Robert Kocharyan is running again. Armenia's second president, a granite-faced survivor of the first Karabakh war, has been nominated as the opposition's candidate for prime minister by the 'Hayastan' bloc. For anyone who has followed Armenian politics over the past decade, this is not a surprise.
But his return deserves more than a shrug, let us be cohesive.
This man, who represents an entire political era, one that Pashinyan's 2018 velvet revolution was expressly designed to bury. Kocharyan has declared that Pashinyan has "no chance of staying in power," arguing that while the prime minister retains some influence over part of the electorate, his support has significantly weakened and his ratings are in decline. Whether that assessment reflects genuine political intelligence or opposition wishful thinking is, for now, an open question.

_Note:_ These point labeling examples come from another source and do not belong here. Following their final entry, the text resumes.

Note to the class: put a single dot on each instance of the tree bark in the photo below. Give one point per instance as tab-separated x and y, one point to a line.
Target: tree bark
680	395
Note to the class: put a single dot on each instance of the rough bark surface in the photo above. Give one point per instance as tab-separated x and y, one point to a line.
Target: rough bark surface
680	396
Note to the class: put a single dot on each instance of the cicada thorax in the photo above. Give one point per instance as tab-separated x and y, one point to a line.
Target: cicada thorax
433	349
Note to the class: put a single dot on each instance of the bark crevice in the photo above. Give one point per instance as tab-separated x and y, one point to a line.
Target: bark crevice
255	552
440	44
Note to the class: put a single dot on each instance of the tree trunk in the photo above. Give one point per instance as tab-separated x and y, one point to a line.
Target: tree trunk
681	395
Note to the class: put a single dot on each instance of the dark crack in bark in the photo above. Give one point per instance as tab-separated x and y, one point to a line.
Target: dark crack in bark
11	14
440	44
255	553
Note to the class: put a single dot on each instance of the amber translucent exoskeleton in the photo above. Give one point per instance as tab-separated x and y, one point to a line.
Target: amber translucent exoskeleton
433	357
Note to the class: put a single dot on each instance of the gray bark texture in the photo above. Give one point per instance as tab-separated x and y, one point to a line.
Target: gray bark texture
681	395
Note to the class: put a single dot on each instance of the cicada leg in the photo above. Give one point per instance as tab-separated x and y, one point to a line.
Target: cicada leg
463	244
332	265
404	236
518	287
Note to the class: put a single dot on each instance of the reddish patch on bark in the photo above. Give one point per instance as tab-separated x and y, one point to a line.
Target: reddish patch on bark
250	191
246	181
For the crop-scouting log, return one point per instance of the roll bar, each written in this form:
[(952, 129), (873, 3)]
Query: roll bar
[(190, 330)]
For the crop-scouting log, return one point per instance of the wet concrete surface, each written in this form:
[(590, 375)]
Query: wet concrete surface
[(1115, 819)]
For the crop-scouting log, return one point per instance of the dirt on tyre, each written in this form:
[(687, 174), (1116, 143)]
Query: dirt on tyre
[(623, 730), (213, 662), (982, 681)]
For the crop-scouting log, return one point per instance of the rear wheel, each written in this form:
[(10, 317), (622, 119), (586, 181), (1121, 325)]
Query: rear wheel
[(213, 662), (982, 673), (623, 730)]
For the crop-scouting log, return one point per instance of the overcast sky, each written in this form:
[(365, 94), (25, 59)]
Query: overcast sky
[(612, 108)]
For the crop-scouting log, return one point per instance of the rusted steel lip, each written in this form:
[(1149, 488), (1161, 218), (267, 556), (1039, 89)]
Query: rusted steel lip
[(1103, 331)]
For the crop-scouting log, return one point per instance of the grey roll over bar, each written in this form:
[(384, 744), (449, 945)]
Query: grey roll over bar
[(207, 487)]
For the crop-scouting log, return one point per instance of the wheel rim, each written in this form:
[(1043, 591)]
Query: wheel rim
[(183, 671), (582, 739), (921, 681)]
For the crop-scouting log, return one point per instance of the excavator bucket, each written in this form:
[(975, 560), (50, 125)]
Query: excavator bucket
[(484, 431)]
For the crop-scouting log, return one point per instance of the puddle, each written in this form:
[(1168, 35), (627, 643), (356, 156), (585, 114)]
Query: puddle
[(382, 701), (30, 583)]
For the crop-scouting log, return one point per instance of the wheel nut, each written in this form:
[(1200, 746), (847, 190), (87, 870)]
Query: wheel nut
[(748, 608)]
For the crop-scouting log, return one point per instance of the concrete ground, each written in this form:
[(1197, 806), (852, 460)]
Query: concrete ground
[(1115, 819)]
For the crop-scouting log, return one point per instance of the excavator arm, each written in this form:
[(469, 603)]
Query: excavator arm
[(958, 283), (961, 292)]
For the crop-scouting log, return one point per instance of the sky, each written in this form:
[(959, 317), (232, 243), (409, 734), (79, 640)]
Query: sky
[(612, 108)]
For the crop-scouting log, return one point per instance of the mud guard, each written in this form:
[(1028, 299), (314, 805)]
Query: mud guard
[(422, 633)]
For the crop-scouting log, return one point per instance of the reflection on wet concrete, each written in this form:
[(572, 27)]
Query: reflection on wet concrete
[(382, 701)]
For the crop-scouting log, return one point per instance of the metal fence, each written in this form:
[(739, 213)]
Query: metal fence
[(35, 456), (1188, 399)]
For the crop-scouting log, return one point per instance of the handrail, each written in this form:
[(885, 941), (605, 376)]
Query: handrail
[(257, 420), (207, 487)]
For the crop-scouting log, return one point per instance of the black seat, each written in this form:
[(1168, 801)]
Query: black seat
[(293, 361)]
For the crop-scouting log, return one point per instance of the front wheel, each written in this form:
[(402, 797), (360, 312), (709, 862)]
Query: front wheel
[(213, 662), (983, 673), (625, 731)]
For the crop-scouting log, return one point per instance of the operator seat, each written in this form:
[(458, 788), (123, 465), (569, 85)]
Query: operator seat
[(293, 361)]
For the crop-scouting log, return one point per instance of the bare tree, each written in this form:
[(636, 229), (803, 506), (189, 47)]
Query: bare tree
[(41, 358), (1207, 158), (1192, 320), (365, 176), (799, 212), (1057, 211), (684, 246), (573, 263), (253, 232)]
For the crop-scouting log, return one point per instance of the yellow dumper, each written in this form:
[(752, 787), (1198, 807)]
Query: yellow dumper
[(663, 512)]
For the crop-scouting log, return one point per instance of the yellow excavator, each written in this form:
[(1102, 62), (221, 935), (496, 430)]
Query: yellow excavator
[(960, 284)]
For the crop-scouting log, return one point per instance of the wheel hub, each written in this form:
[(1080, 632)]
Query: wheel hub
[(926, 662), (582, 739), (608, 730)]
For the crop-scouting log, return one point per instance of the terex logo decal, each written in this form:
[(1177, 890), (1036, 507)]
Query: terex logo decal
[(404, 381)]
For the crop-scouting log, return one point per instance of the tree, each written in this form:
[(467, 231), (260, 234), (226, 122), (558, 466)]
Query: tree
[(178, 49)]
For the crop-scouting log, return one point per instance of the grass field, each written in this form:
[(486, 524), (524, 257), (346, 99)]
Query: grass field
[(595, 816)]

Current Prime Minister Pashinyan enters this election in a position that defies easy characterisation. He is neither weakened enough to be written off nor secure enough to be comfortable. His Civil Contract party retains a structural advantage in a fragmented political landscape, but the atmosphere surrounding his government has grown noticeably more fraught. As a result of the intense negotiations post Patriotic War (Second Karabakh War), he accepted reality, abandoned his territorial claims, and sought to improve relations with neighboring countries. This effort culminated in the signing of a trilateral joint statement among Azerbaijan, the United States, and Armenia on August 8, 2025. It has been showing great improvement ever since, as Azerbaijan-Armenia relations are on a positive outlook. Diplomatic engagements, trade exchanges, etc - all of this progress has been published thoroughly.
Now, I will explain why the point I mentioned here is important later in the article. For now, let's examine the situation leading up to these turbulent processes.
The latest polling data is troubling for the incumbent: in one survey, Pashinyan registered only 17.3 per cent........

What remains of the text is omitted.